LOCATE('s','she sells seashells',3)

LOCATE (which, as you can see, reverses the order of the first two arguments, like this: substring,string) will take a starting position argument, although not an instance argument. You could, however, use LOCATE to find all instances of a substring by using a loop that successively sets the starting position to the last instance +1.

The SQL Server Equivalent

Microsoft SQL Server’s Transact-SQL (or T-SQL) language does not include INSTR, but its CHARINDEX function works in basically the same way as LOCATE:

CHARINDEX('s','she sells seashells',3)

As this example shows, CHARINDEX takes the same kinds of arguments as LOCATE, and will return the same result. CHARINDEX, like LOCATE, does not take an instance argument, so a loop with incremented starting positions would be required to find all instances of the substring.

Extended INSTR Functions in Oracle SQL

Oracle SQL makes the most extensive use of INSTR. The optional position and instance arguments add significant functionality, of course, but Oracle SQL also includes some variations on INSTR based on the way that the string length is calculated. Strings and substrings themselves can be of the following types: CHAR, VARCHAR2, NCHAR, NVARCHAR2, CLOB, or NCLOB; if you use the basic INSTR function, the string length will be based on the system’s default character set.

To count string length in double byte characters, use the INSTRB function:

INSTRB('strawberry','berry')

While INSTR returns 6 as the starting position of “berry”, INSTRB will return 12, because it assumes that “strawberry” is in a double-byte character set, so it counts character positions in bytes (two per character), and returns the presumed starting byte of “berry”.

The other three Oracle SQL variants on INSTR (INSTRC, INSTR2, and INSTR4) calculate length using Unicode characters. INSTRC assumes that the string is in Unicode complete characters, while INSTR2 assumes that it is UTC-2 (the now obsolete precursor to UTF-16), and INSTR4 assumes UTC-2 (UTF-32). Since INSTR itself assumes that the target string is in the system’s default character set, you will generally not need to use these variants unless the string involved is in a character set other than the system default.

Getting Regular

Oracle SQL includes one other INSTR variant which you should know about, and which can be of considerable value, as long as you are familiar with regular expressions. The REGEXP_INSTR functions uses a regular expression rather than a substring, and includes some extended search options, allowing you to make greater use of the capabilities of regular expressions. (Note that while REGEXP_INSTR is available with 11g Release 1 and later versions of Oracle, it may not be available with earlier versions.)

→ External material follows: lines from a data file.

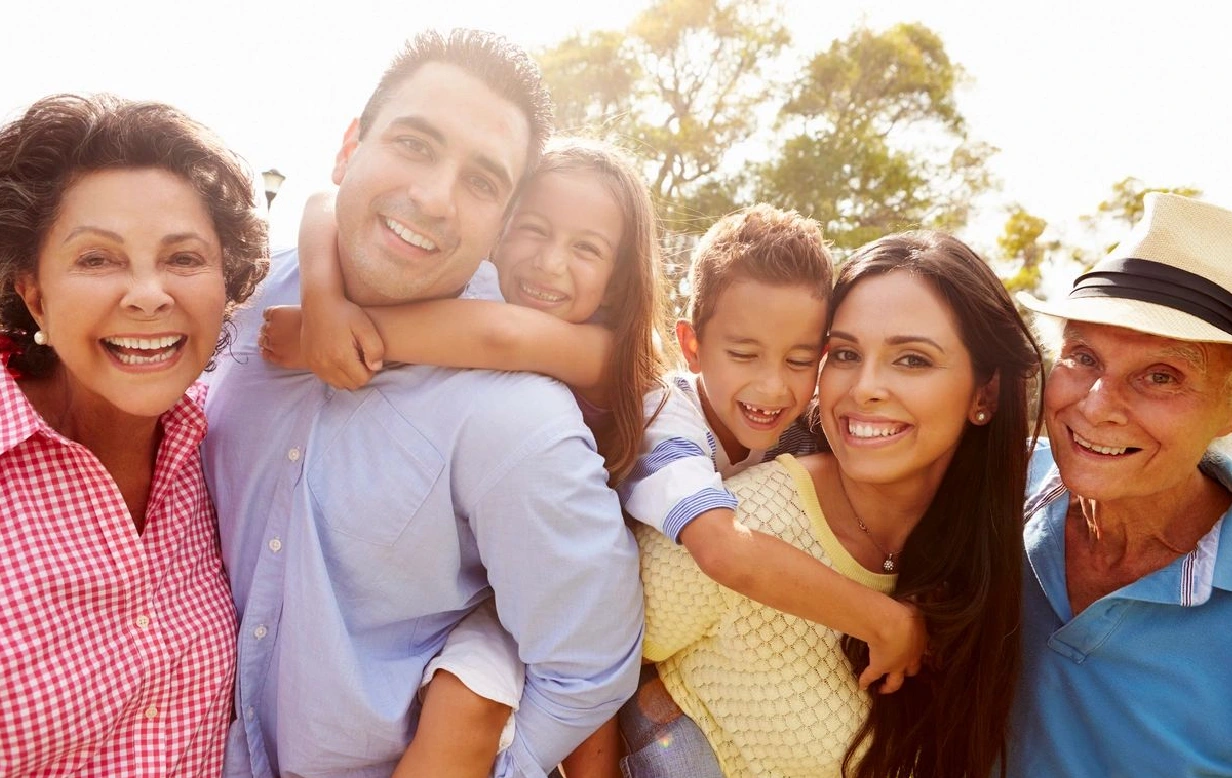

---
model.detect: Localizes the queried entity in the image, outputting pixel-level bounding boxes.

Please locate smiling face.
[493,170,625,323]
[1044,322,1232,502]
[818,271,983,489]
[676,279,825,462]
[334,62,530,305]
[17,169,227,417]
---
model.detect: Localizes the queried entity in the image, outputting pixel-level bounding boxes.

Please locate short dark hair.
[360,28,553,175]
[0,95,269,377]
[689,202,834,338]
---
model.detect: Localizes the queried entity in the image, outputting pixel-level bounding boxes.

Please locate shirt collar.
[0,367,208,455]
[1024,449,1232,607]
[0,367,51,455]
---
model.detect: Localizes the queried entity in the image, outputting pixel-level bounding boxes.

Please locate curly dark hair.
[0,95,269,377]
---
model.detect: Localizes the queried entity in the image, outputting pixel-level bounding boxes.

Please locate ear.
[967,370,1000,425]
[676,319,701,372]
[330,118,360,184]
[12,272,43,329]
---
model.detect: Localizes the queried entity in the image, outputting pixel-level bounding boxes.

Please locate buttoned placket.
[237,390,317,776]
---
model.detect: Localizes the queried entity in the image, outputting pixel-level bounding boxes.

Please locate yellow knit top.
[634,454,897,778]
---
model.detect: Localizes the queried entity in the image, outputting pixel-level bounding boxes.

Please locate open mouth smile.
[736,401,784,427]
[101,335,188,367]
[1069,429,1142,456]
[517,279,569,305]
[384,216,436,252]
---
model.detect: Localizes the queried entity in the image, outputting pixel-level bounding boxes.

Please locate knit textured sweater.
[634,455,897,778]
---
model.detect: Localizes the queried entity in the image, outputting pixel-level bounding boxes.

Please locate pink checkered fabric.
[0,369,235,777]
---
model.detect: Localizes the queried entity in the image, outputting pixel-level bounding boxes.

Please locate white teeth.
[386,218,436,252]
[740,402,782,424]
[1071,430,1129,456]
[517,281,565,302]
[848,419,903,438]
[103,335,182,351]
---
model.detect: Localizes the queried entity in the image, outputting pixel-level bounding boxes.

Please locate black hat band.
[1069,258,1232,334]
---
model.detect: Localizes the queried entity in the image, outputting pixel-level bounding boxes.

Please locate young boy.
[618,205,926,693]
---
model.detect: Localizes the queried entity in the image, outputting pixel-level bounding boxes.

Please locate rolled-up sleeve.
[620,386,736,543]
[468,418,643,778]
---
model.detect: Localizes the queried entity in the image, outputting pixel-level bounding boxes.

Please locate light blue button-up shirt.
[203,252,642,778]
[1010,445,1232,778]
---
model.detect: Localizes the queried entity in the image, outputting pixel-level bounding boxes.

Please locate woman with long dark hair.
[627,232,1042,778]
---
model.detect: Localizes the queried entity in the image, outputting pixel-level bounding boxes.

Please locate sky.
[0,0,1232,298]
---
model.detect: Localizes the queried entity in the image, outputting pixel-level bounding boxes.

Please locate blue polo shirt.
[1008,445,1232,778]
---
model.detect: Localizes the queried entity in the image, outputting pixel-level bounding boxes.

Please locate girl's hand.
[256,306,308,370]
[860,600,928,694]
[301,297,384,390]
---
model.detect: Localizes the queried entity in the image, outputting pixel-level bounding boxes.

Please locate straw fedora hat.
[1019,192,1232,343]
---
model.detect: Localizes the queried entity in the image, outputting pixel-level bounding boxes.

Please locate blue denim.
[617,674,723,778]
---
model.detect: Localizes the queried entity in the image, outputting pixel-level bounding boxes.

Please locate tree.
[755,23,997,249]
[1073,176,1202,268]
[540,0,790,229]
[997,203,1061,293]
[1074,175,1202,261]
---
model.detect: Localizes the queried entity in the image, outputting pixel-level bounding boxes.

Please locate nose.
[535,240,568,275]
[756,364,787,399]
[1078,376,1129,424]
[410,165,457,219]
[121,270,175,317]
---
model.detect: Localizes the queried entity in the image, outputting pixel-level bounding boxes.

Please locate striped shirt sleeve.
[618,385,737,543]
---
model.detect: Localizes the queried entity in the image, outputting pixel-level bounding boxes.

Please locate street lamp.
[261,168,287,211]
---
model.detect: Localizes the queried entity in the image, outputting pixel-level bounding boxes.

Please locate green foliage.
[997,203,1061,293]
[1073,176,1202,268]
[540,0,788,229]
[755,23,997,249]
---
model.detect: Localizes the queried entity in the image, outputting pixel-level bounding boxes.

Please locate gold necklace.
[838,475,902,573]
[848,517,901,572]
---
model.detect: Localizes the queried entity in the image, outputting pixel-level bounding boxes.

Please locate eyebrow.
[724,337,822,351]
[64,224,209,245]
[830,329,945,354]
[389,116,514,189]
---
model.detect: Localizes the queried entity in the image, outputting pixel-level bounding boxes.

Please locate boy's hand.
[860,600,928,694]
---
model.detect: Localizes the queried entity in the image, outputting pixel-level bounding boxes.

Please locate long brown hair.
[830,231,1044,778]
[535,138,665,486]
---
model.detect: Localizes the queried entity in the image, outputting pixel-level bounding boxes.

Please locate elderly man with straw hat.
[1008,194,1232,778]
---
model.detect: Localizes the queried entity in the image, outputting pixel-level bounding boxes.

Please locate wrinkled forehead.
[1050,319,1232,377]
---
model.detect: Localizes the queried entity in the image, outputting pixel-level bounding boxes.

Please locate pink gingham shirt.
[0,367,235,778]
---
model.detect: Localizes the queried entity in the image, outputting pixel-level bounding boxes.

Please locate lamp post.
[261,168,287,211]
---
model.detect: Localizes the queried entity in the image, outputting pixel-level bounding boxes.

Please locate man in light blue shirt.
[203,31,642,778]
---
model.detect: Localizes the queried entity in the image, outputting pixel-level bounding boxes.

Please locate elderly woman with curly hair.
[1008,194,1232,778]
[0,95,266,776]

The basic REGEXP_INSTR syntax looks like this:

REGEXP_INSTR(string,pattern,position,instance,return option,match parameter,subexpression)

Some of these should be familiar by now: the search string, starting position, and instance of the item that you’re searching for. The pattern, however, is a regular expression, rather than just a substring. The regular expression can be up to 512 bytes in length, and REGEXP_INSTR’s regular expressions are compliant with both the POSIX and Unicode standards. (If you don’t know what regular expressions are, there are some good online resources — including classes — for finding out about them, and about UNIX/Linux-based programming and related software development issues.)

The other parameters tell the function whether to return the position of the search character or the following character, and allow you to set the matching behavior and a subexpression of the regular expression. Needless to say, REGEXP_INSTR can give a skilled Oracle programmer very precise control over a string search.

There is, of course, much more to find out about SQL programming, about Oracle SQL, and about programming in general; the online world includes some excellent resources for learning the ins and outs of Oracle, of SQL, and of the exciting (and growing) field of database programming.